During the presentation, he discussed how over the past 2 decades there have been paradigm shifts in terms of advances in NSCLC treatment. Among these shifts is the emphasized importance of determining histology—distinguishing between squamous vs. non-squamous—to select the proper therapy. Additional advances in the treatment of NSCLC include, the introduction of maintenance and second line chemotherapy, anti-angiogenic therapy, treatments targeting oncogenic driver mutations, and lastly, the emergence of immunotherapy as a practical first-line treatment option.
Dr Neal explained that patients with the PD-L1 biomarker can be targeted for immunotherapy treatments, with drugs like Keytruda (pembrolizumab; Merck) and Opdivo (nivolumab; Bristol-Myers Squibb), as first-line treatments instead of taking the more debilitating option—chemotherapy. He presented evidence from clinical trials showing that both Opdivo and Keytruda performed better than docetaxel chemotherapy. Dr Neal also discussed the immunotherapy Tecentriq (atezolizumab; Roche), which also increased overall survival when compared to docetaxel. Tecentriq is approved to treat NSCLC patients whose disease has progressed during or after platinum-based chemotherapy.

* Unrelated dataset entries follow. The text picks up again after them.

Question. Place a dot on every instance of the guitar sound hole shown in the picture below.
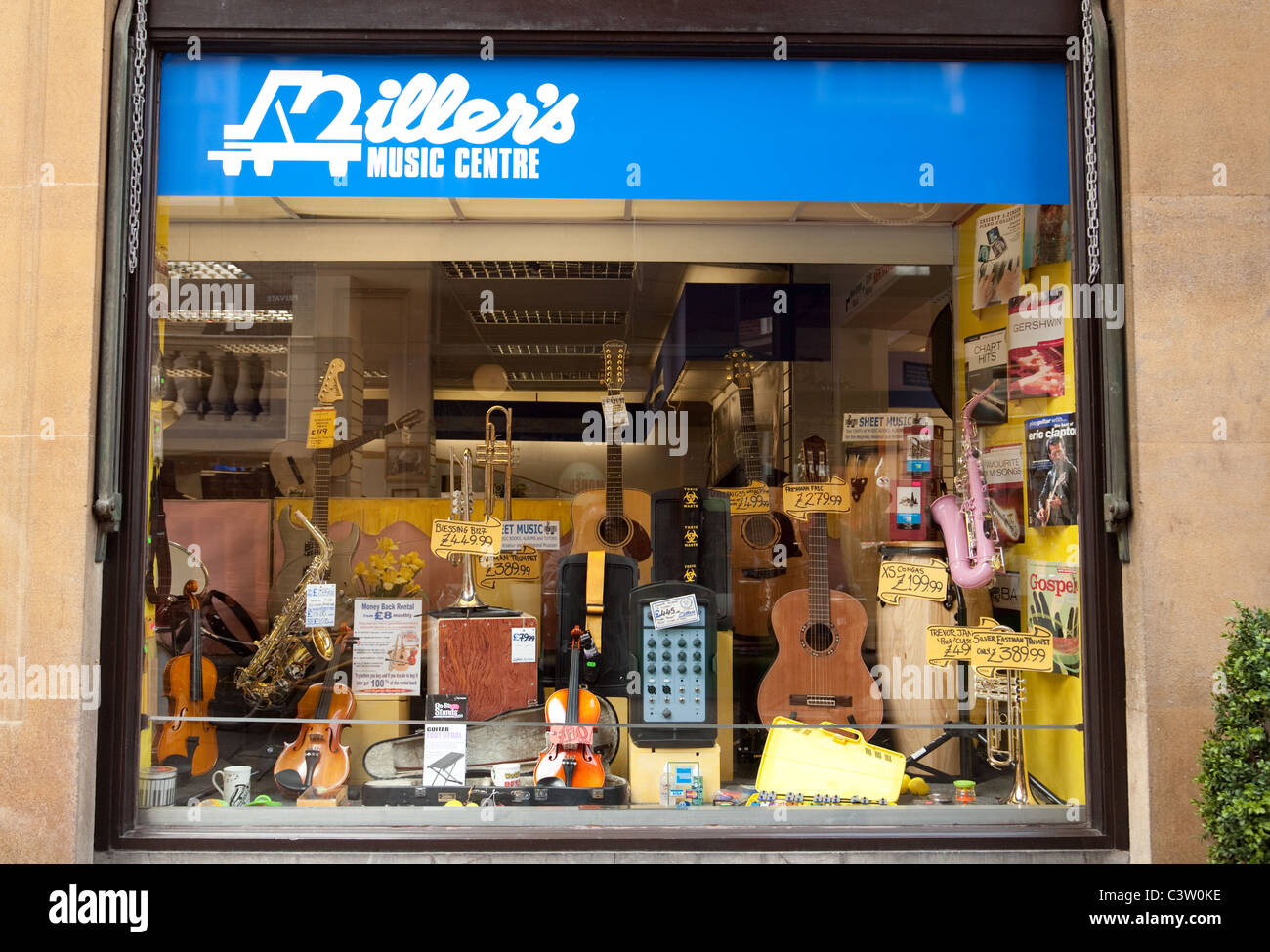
(614, 531)
(761, 532)
(818, 638)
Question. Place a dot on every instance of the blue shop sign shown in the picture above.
(740, 130)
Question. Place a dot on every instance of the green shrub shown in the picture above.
(1235, 761)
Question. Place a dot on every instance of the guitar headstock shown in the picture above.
(740, 371)
(614, 366)
(330, 393)
(814, 460)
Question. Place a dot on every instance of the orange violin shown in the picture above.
(190, 683)
(317, 758)
(570, 760)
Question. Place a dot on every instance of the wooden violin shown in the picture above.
(570, 760)
(190, 683)
(317, 758)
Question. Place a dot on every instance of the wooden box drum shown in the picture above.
(917, 692)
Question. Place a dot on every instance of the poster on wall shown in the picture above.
(986, 367)
(1050, 470)
(1046, 233)
(388, 655)
(998, 239)
(1002, 469)
(1037, 356)
(1053, 605)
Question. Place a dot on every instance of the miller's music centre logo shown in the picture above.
(423, 109)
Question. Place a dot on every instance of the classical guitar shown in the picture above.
(317, 758)
(614, 518)
(818, 674)
(297, 545)
(190, 683)
(292, 464)
(760, 571)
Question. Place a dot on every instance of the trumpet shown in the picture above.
(461, 507)
(1003, 692)
(495, 453)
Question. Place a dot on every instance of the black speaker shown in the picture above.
(611, 673)
(714, 569)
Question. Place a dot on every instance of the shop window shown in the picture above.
(766, 494)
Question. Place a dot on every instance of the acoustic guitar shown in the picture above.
(614, 518)
(297, 545)
(758, 578)
(818, 674)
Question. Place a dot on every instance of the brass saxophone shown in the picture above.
(280, 656)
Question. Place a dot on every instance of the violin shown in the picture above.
(570, 760)
(317, 758)
(190, 683)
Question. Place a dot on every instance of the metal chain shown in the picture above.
(1091, 159)
(139, 100)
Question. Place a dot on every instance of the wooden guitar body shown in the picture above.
(818, 674)
(757, 583)
(591, 529)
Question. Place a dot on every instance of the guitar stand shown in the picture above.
(443, 765)
(961, 728)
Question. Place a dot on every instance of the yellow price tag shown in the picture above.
(451, 537)
(803, 498)
(1027, 651)
(321, 428)
(752, 499)
(525, 565)
(897, 580)
(989, 646)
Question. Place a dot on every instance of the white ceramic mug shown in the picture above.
(237, 785)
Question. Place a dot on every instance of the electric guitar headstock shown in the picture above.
(330, 393)
(740, 371)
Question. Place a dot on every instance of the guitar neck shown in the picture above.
(614, 477)
(321, 490)
(818, 569)
(748, 435)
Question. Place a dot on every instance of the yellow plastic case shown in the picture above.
(814, 761)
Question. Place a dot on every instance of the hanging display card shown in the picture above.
(998, 237)
(985, 367)
(1053, 604)
(1002, 468)
(388, 654)
(1037, 359)
(1050, 470)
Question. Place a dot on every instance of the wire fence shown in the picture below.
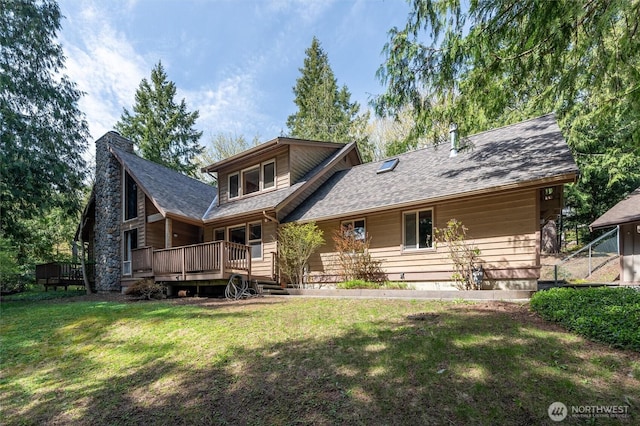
(596, 262)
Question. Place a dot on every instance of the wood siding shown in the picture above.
(139, 221)
(260, 268)
(154, 236)
(504, 227)
(630, 253)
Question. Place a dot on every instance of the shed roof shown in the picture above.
(626, 211)
(528, 152)
(172, 192)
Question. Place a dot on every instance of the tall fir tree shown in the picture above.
(325, 112)
(495, 62)
(162, 130)
(43, 134)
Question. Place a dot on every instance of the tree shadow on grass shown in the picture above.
(455, 365)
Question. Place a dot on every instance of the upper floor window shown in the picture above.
(130, 197)
(252, 180)
(355, 228)
(234, 187)
(269, 175)
(418, 229)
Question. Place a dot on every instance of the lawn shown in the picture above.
(90, 361)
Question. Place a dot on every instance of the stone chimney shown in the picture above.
(108, 193)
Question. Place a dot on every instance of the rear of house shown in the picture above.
(503, 185)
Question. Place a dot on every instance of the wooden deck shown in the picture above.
(62, 274)
(197, 262)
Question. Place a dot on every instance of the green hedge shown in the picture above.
(608, 315)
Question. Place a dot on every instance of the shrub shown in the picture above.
(145, 289)
(464, 255)
(11, 280)
(296, 244)
(354, 258)
(608, 315)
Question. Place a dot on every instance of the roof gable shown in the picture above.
(172, 193)
(530, 151)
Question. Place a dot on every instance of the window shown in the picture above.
(269, 175)
(418, 229)
(357, 227)
(388, 165)
(233, 185)
(218, 234)
(251, 181)
(253, 231)
(130, 197)
(130, 243)
(238, 235)
(255, 240)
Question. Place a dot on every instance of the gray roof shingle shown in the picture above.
(172, 192)
(271, 199)
(626, 211)
(529, 151)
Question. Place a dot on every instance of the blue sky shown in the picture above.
(234, 61)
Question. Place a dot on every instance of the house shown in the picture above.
(626, 216)
(147, 221)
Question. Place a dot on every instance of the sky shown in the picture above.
(235, 61)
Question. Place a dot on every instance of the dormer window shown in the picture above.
(254, 179)
(251, 181)
(269, 175)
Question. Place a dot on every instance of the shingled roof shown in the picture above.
(532, 151)
(172, 193)
(626, 211)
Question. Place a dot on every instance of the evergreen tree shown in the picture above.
(160, 129)
(43, 134)
(496, 62)
(325, 112)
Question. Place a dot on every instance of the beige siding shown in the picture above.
(304, 158)
(281, 155)
(503, 227)
(259, 267)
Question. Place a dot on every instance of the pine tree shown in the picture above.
(162, 130)
(43, 134)
(325, 112)
(496, 62)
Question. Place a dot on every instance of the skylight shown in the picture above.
(388, 165)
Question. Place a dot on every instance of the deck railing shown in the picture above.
(212, 257)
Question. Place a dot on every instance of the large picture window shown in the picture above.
(254, 179)
(418, 229)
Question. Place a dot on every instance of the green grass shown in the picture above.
(298, 361)
(608, 315)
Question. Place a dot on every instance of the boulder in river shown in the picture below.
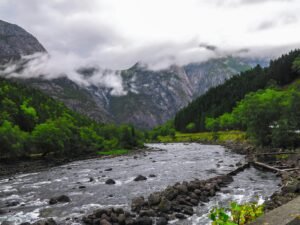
(104, 222)
(161, 221)
(12, 203)
(164, 205)
(59, 199)
(110, 182)
(154, 199)
(140, 178)
(137, 204)
(45, 222)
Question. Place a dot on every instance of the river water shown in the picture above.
(170, 163)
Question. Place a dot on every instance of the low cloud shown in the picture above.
(114, 35)
(44, 66)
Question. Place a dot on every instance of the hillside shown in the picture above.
(31, 123)
(223, 98)
(15, 41)
(152, 98)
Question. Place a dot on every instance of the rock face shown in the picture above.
(15, 41)
(152, 98)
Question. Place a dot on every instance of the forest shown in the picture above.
(33, 123)
(263, 102)
(224, 98)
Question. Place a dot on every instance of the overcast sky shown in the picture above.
(117, 33)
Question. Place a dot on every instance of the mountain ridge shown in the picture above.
(152, 98)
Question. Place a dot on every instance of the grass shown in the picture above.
(220, 136)
(113, 152)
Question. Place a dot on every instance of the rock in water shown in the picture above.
(140, 178)
(161, 221)
(137, 203)
(45, 222)
(62, 198)
(110, 182)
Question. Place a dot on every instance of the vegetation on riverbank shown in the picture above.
(236, 214)
(262, 103)
(225, 97)
(33, 123)
(114, 152)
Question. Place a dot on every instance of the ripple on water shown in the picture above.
(177, 162)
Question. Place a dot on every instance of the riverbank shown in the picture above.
(212, 183)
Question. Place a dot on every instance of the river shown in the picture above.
(84, 182)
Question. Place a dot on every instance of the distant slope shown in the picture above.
(224, 97)
(153, 96)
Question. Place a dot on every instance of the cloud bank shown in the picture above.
(115, 34)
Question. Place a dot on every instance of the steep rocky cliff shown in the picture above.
(152, 98)
(15, 41)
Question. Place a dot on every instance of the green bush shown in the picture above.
(236, 214)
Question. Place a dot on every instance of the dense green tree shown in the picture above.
(12, 140)
(223, 98)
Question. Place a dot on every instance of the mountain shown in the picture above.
(15, 41)
(223, 98)
(152, 98)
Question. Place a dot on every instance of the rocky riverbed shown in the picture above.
(90, 185)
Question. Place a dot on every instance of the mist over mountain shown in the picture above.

“Immunotherapy is now a reality in the treatment of advanced NSCLC,” Dr Neal said. However, he noted that because toxicity patterns are unique for immunotherapy, with grade 3 and above toxicities occurring in less than 5% of patients, “Education at all levels (MD, PA/NP, nurses, patients, and caregivers) about the nature of immune-related adverse events is necessary.”